Para testar a possibilidade de empresas que se situam em estados com incumbentes aliados terem taxas médias de crescimento no emprego mais elevadas, o autor faz um controle por efeitos fixos.

Os resultados estão contidos nas colunas (3) — que estima a equação (1) com o efeito fixo — e (4) — que estima a equação (2) com o efeito fixo.

Dados do estudo

Os valores encontrados confirmam as conclusões anteriores, sendo econômica e estatisticamente mais fortes.
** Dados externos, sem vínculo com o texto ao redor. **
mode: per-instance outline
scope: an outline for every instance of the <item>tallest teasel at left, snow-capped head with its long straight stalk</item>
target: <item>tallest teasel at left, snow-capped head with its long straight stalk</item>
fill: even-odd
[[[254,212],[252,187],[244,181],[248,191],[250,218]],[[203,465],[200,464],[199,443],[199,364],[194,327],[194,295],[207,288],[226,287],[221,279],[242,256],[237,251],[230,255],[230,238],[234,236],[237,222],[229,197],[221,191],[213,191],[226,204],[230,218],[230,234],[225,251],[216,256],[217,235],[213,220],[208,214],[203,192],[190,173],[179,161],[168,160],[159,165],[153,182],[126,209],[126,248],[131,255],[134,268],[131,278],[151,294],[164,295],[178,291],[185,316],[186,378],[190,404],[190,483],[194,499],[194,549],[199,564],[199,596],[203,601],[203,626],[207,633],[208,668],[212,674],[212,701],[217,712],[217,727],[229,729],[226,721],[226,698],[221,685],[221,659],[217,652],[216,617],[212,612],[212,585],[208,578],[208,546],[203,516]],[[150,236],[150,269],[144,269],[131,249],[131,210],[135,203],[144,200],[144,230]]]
Para refinar ainda mais os resultados encontrados, o autor restringe a análise a uma amostra de incumbentes aliados eleitos após uma eleição concorrida. Afinal, se os políticos estão usando empréstimos bancários governamentais para ajudar os incumbentes na busca pela reeleição, os efeitos anteriores deverão aparecer mais fortes ainda nessa amostra.

As colunas (5) a (8) reproduzem todas as estimações anteriores usando essa nova amostra.

Dados do estudo

Os resultados confirmam as conclusões anteriores, que também se tornam econômica e estatisticamente mais fortes. As empresas dos setores prioritários expandem o emprego entre 1-2 anos antes das corridas eleitorais dos incumbentes aliados.
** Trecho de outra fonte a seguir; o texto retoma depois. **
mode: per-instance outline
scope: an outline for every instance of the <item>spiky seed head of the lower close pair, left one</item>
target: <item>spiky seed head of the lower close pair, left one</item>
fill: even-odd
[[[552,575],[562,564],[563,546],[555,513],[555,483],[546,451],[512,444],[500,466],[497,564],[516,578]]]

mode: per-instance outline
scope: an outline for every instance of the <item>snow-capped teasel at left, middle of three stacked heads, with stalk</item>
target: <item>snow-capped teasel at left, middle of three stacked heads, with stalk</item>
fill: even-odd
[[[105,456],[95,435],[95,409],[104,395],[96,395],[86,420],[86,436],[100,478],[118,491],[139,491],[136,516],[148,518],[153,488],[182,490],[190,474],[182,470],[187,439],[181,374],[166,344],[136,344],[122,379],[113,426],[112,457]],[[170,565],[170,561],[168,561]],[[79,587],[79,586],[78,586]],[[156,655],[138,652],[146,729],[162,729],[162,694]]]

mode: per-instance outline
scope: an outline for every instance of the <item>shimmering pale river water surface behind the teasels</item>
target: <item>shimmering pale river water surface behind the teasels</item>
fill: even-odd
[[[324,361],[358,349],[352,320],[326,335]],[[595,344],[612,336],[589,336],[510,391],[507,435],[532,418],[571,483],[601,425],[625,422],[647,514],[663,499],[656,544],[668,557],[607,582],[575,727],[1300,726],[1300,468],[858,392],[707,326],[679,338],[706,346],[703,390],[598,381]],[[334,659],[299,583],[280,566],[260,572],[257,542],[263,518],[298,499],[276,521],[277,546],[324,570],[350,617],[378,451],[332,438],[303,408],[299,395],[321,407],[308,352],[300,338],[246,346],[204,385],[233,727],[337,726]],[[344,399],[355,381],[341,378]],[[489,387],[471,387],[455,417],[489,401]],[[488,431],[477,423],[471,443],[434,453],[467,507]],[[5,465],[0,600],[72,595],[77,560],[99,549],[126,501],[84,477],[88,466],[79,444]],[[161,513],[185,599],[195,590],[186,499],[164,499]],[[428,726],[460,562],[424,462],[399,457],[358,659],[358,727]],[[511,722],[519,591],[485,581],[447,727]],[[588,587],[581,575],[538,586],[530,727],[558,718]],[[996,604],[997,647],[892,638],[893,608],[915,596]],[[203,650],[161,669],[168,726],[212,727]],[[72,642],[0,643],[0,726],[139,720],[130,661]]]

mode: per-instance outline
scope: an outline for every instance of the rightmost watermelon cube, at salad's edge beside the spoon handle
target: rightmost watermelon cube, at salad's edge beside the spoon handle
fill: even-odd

Para verificar os resultados, o autor também estima as equações com base na amostra de incumbentes eleitos após eleições pouco concorridas

As colunas (10) e (11) relatam os valores encontrados.

Dados do estudo

Os resultados mostram efeitos economicamente menores e estatisticamente insignificantes.

O mesmo ocorreu com uma amostra de empresas menores, que possuem de 200 a 500 empregados.

Os resultados dessa estimação estão contidos na coluna (9) e vão de acordo com o esperado.

Dados do estudo

Conclusão do Estudo

Os resultados são fascinantes: as empresas nos setores prioritários em estados com governantes aliados expandem o emprego entre 1 e 2 anos antes das eleições. No entanto, o crescimento do emprego nas empresas não prioritárias não é tão forte nos estados com governantes aliados.

Isso sugere que os políticos brasileiros usam os empréstimos bancários governamentais como uma forma de influenciar as empresas e transferir empregos para regiões politicamente atraentes.

Recentemente, vimos o governo anunciar o Nova Indústria Brasil, que promete R$ 300 bilhões em financiamentos para fomentar a indústria nacional, sendo R$ 250 bilhões sob responsabilidade do BNDES.

Resta saber se esse programa seguirá a mesma abordagem dos empréstimos bancários governamentais do passado ou se teremos uma nova estratégia do governo.

Em resumo, este estudo nos mostra como os empréstimos bancários governamentais podem ser usados como ferramentas políticas, influenciando onde os empregos são criados e transferidos. Será interessante ver como essa dinâmica evolui no futuro.